The Golden City‘s concerns about the widening gap between rich and poor are apparent. The dissolution of middle ground is brought to the fore, and I am reminded of everything that I find rotten at the core of America. And yet, through Mimi’s observations, I am reminded that Americans themselves are ever-present and sometimes curiously hopeful people who can re-invent that same caked wheel when the need arises or when the threat of their cultural customs is held in question. To make images like this, you can only be a failed optimist, never a pessimist, as with pessimism, nothing exists outside of the fraudulent. In this, one must not acquiesce to despair and shit canning the whole operation. Mimi’s observations remind me that even in the hinterland experience of America at large, there is the potential for re-order and re-building. With the many ruined buildings in the book,  I am reminded of Arnold Genthe’s photographs during the 1906 earthquake.
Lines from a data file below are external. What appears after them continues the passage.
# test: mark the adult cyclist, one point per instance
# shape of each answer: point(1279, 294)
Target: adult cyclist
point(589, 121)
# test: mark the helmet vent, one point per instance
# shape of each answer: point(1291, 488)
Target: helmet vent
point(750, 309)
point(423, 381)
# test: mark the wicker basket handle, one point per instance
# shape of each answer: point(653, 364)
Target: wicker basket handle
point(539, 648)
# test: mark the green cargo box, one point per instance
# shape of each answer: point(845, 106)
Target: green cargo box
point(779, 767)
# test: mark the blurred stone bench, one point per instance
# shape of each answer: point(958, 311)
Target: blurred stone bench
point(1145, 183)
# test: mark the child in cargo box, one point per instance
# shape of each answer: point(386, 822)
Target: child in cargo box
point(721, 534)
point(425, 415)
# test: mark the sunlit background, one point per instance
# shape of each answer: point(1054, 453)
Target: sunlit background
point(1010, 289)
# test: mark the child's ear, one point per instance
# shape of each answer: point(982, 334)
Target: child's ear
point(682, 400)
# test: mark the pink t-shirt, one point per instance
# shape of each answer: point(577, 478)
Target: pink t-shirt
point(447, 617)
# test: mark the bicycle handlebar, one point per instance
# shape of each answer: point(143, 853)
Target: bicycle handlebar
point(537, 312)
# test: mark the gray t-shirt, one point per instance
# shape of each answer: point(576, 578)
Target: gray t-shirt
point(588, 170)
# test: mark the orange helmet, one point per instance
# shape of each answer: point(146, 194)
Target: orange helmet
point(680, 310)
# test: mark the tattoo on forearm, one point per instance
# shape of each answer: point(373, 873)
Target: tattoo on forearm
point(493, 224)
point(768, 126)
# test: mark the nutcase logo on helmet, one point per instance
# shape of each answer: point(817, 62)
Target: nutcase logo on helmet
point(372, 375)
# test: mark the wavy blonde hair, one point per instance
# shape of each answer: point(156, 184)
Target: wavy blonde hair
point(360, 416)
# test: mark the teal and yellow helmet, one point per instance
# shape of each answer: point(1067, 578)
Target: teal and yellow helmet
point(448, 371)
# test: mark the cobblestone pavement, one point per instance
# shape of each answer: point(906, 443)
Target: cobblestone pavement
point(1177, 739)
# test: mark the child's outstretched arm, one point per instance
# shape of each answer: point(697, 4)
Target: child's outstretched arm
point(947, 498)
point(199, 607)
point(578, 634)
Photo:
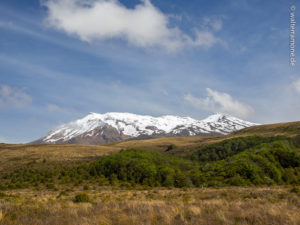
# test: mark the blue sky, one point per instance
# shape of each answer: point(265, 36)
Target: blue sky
point(61, 59)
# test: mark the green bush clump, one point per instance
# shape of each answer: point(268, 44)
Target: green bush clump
point(252, 160)
point(81, 197)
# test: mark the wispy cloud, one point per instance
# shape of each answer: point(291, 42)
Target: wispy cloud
point(220, 102)
point(296, 85)
point(143, 26)
point(14, 96)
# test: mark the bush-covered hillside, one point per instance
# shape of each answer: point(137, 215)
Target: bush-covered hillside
point(249, 160)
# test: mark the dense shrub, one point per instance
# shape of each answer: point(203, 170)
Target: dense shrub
point(81, 197)
point(241, 161)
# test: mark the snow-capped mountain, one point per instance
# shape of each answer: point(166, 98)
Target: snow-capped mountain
point(102, 128)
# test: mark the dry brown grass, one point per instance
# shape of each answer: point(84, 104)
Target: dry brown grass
point(257, 206)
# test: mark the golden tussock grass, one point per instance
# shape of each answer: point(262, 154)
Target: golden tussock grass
point(208, 206)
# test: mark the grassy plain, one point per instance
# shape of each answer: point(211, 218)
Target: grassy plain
point(107, 205)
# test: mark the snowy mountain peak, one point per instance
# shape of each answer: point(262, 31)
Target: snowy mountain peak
point(100, 128)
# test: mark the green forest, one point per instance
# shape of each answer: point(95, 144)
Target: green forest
point(241, 161)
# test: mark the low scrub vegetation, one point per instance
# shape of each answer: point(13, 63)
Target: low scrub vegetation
point(242, 161)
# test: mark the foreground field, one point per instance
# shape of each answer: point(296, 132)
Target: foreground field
point(207, 206)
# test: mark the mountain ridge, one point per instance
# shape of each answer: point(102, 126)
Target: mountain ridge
point(97, 128)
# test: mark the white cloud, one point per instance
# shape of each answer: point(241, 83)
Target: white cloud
point(220, 102)
point(296, 85)
point(142, 26)
point(55, 108)
point(214, 23)
point(14, 96)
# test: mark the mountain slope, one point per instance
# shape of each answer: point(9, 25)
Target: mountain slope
point(103, 128)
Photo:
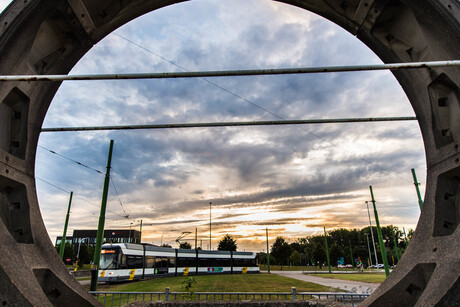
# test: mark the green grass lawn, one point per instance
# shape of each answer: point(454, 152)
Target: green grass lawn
point(219, 283)
point(209, 283)
point(366, 277)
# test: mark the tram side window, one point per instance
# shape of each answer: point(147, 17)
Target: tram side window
point(223, 262)
point(244, 262)
point(161, 262)
point(134, 262)
point(149, 261)
point(207, 262)
point(185, 262)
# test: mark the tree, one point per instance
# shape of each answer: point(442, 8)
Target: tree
point(280, 251)
point(228, 243)
point(68, 251)
point(185, 245)
point(295, 257)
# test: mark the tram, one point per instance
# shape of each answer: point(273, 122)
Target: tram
point(127, 262)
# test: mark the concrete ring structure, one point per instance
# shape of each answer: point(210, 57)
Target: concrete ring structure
point(50, 36)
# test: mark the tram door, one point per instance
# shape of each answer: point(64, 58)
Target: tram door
point(161, 265)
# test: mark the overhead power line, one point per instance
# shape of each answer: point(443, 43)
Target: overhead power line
point(72, 160)
point(232, 73)
point(85, 200)
point(233, 124)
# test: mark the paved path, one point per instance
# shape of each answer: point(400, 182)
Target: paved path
point(348, 285)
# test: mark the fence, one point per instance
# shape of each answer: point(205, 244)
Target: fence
point(124, 298)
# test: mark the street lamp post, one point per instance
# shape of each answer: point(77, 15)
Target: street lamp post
point(210, 203)
point(369, 248)
point(372, 235)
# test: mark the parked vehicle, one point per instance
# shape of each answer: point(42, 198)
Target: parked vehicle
point(126, 262)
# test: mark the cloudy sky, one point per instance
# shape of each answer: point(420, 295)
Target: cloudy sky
point(292, 179)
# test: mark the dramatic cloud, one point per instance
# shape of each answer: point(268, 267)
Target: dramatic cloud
point(292, 179)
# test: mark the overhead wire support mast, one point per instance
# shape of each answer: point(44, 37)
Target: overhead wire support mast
point(233, 124)
point(229, 73)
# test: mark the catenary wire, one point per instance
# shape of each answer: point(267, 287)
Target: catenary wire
point(330, 143)
point(93, 169)
point(74, 161)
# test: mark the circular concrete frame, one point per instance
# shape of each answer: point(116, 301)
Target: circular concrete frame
point(49, 37)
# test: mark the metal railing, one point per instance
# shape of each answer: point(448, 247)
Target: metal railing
point(124, 298)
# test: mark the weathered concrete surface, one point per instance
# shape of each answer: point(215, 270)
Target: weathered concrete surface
point(50, 36)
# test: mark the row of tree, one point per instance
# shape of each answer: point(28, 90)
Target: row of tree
point(349, 244)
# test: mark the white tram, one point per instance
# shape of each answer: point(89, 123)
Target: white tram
point(126, 262)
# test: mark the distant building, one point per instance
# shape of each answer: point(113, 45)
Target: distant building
point(88, 237)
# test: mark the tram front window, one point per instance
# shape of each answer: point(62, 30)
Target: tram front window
point(109, 259)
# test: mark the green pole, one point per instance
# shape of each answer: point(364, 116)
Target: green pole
point(268, 252)
point(327, 251)
point(420, 201)
point(62, 247)
point(100, 228)
point(351, 254)
point(210, 226)
point(140, 233)
point(396, 244)
point(405, 237)
point(379, 232)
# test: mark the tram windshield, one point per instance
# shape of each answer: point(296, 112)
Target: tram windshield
point(109, 259)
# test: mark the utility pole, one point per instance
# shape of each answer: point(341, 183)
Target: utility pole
point(351, 254)
point(372, 235)
point(268, 252)
point(405, 237)
point(327, 251)
point(100, 227)
point(62, 247)
point(210, 203)
point(140, 234)
point(396, 244)
point(369, 248)
point(420, 201)
point(379, 232)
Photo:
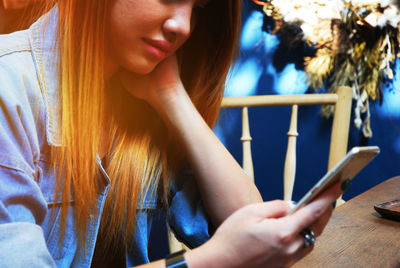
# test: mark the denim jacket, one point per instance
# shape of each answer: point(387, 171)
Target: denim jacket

The same earthquake in which his studio and glass plate negatives were destroyed, eliminating the history that came before that moment. Echoes of the New Tophographic’s sarcasm is hinted at, but less with bravado than concern in Plumb’s work. This makes it truly remarkable.

 

 

The book begins with a type of feminine protagonist building. We see the map and the territory through a solitary dreamer huddled up on a blanket, and the power of the girl and her somnambulism carries through the book like a quest dream, yet to be turned into a nightmare. There is an uncomfortable atmosphere, but it is not fear-laden nor without potential. It is queer, soluble, and begs questions about managing the future from that small space on the corner of the blanket. In speaking with Mimi, she told me that a significant amount of the edit was handled by Gregory at S/B. Their boundless recent contributions to the medium of the photobook have been noted. At this stage, Gregory’s powers of sequencing are forming into something exceptional, and I would suggest this is one of his more nuanced edits. The end of the book brings us in from the intemperate hostility of construction and deconstruction just outside the door to strange indoor spaces peopled by San Francisco’s lively community of masked ball enthusiasts and party-goers. It feels like a baroque ending to the wind that rustles through the hollowed-out building, waiting to topple in the next earthquake. I feel the sequence and the brilliant choice of cover, blown up from a photograph inside, are sage.

 

 

As with most Stanley/Barker titles, I would not sleep on this. As with ALL Plumb titles, there is an exceptional amount of work in her archive, and I have yet to be disappointed with her books and work. I look forward to more coming and believe I will not have to wait too long.